Son los mismos extraviados, melancólicos y soñadores amantes de las óperas
belcantstas: Edgardo y Lucía, Elvino y Adina, Tristán e Isolda, pero ahora en
traje de calle, en una buhardilla cuyo tragaluz deja entrar la luz de la luna,
preocupados por subsistir al día siguiente cumpliendo su trabajo en el
periódico que mal le paga a él, y enferma, por la humedad de su cuartucho, donde
confecciona flores de papel, ella. Rodolfo podría describirse con estas
palabras de Celletti, al comentar la prestación de Pavarotti en la grabación
citada antes: “apenas emite la primera nota, entra al oído la voz de Rodolfo,
así, como siempre la he imaginado: fresca, melodiosa, vibrante, afectuosa,
luminosa, la voz de la juventud, en una palabra.” No en balde Pavarotti tenía
ese rol como su favorito, por lo romántico y temperamental. Mimí es,
simplemente, el amor, un rayo de luna que se le aparece fortuitamente a
Rodolfo. Sensible, ingenua, capaz de deslumbrarse con los vanos poemas del
joven. Pero efímera, tanto que se consume cuanto más se inflama de amor por él.
Su encuentro es la pasión. Pero una pasión cercana, de visos cotidianos.
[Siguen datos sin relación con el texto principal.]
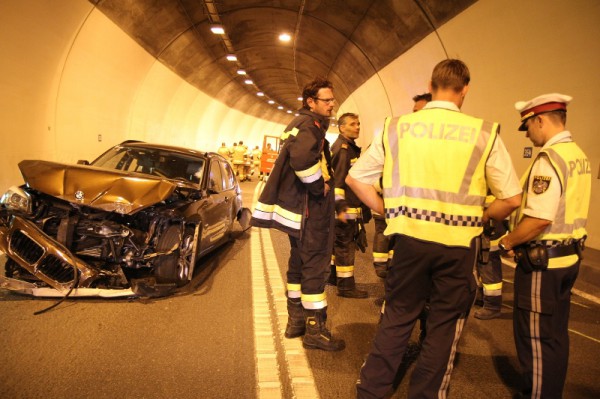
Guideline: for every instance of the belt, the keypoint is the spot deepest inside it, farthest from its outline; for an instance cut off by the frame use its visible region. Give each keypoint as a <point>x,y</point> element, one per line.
<point>562,250</point>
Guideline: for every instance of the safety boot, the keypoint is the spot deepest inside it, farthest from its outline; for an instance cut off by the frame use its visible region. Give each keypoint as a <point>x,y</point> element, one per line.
<point>347,288</point>
<point>296,325</point>
<point>332,280</point>
<point>380,269</point>
<point>487,313</point>
<point>317,335</point>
Rodolfo y Mimí se enamoran como nos enamoraríamos nosotros: la vela apagada a
propósito por él, ardoroso; la conversación donde cada uno habla de sí mismo,
emocionadamente. Luego la conjunción de sus deseos sencillos, tímidos aún, pero
ya encendidos en ese impagable dúo de “O soave fanciulla”. Luego, la
conversación, el obsequio, la “cuffietta rosa”, la presentación a los amigos
“perché son io il poeta, essa la poesía”, los celos repentinos y desechables en
mitad del tráfago festivo, la visión de la pareja similar de Marcello y
Musetta. Después la preocupación de Mimí por lo que ella cree obsesión de celos
en Rodolfo y que luego se revela sacrificio, porque a su lado pierde su lozanía
entre tanta miseria. No menos conmovedora y familiar es la casi infantil riña y
reconciliación en el “addio, dolce svegliare”. Y ¿qué decir del final, en esa
evocación de los temas de su idilio en el Acto I y la muerte imperceptible de
Mimí?
La Bohème es
esa historia de amor que nos gusta escuchar, porque nos habla de una pasión
casi en el medio de la calle, con seres similares a nosotros, acaso con todo en
contra, pero que no olvidaron lo que nosotros frecuentemente obviamos: que el
amor, esa pasión, es más importante que la vida.